Mr. Chairman, thank you for holding this important hearing. I appreciate the role the National Park Service plays in protecting and caring for our nation’s cherished natural and cultural resources and for the important educational and recreational opportunities they provide for all Americans.
Vendors play a key role in providing visitor services. They offer a wide range of recreational and retail services while helping to generate more than $1.2 billion annually in revenue for the federal government.
Vendors also employ more than 25,000 workers and drive economic growth in the communities surrounding the Parks.
I understand that the public is demanding more recreational and cultural opportunities during their visits to National Parks. I also understand that vendors are ready, willing and able to provide these additional visitor services, but they have encountered some barriers.
Today, we will examine some of the challenges faced by the National Park Service and vendors in providing the best visitor experiences to our parks. Those challenges include: a rigid contracting process; contracts which create negative cash flow for vendors; and the Park Service’s failure to meet public demand for more services.
The Park Service plays an important economic and recreational role in my district – the US Virgin Islands. On the island of St. John, the Virgin Islands National Park covers approximately 60% of the island and includes the Cinnamon Bay Resort & Campground located inside of the national park.
Under a new concession agreement reached last fall between the Park Service and Redwood Company, the Campgrounds are currently undergoing extensive renovations that includes eliminating “bare” sites and installing “eco” tents. The original plan called for 64 “eco” tents but after public opposition, that was reduced to 55. My office has received several complaints regarding the relocation of “bare” site camping and the high cost and quality of the new “eco” tents. This is an example of how improvements at park sites can lessen and not improve on the visitor experience at National Parks.

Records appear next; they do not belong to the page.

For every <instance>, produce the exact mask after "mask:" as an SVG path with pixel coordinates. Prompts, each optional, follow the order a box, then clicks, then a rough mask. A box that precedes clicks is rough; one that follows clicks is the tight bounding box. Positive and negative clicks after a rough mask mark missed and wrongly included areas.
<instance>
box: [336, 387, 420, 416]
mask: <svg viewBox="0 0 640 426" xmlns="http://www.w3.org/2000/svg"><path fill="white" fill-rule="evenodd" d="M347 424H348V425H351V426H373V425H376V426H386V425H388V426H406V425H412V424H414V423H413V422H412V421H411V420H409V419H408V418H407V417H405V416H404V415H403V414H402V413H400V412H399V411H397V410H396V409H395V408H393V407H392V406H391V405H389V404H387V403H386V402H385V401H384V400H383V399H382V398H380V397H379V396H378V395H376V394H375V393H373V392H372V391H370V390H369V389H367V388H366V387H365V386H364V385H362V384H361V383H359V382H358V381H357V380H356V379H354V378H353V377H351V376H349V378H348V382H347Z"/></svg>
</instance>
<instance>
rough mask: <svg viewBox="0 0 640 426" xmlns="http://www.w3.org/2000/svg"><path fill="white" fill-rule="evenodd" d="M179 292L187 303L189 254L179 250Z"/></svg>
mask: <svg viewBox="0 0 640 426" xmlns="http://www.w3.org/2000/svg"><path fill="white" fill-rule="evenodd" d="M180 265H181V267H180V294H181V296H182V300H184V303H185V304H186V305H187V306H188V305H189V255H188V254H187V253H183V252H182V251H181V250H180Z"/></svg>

Although the Park Service has made great improvements in its contracting process in recent years, more work can and should be done. After the Park Service held its Centennial celebration in 2017, we must ensure that the very best services are provided for the 280 million visitors that our National Parks attract each year, and the best way to do that is by improving the contracting process with greater cooperation between the Park Service and vendors.
I look forward to hearing from the witnesses as we explore possible solutions that can drive progress in this issue.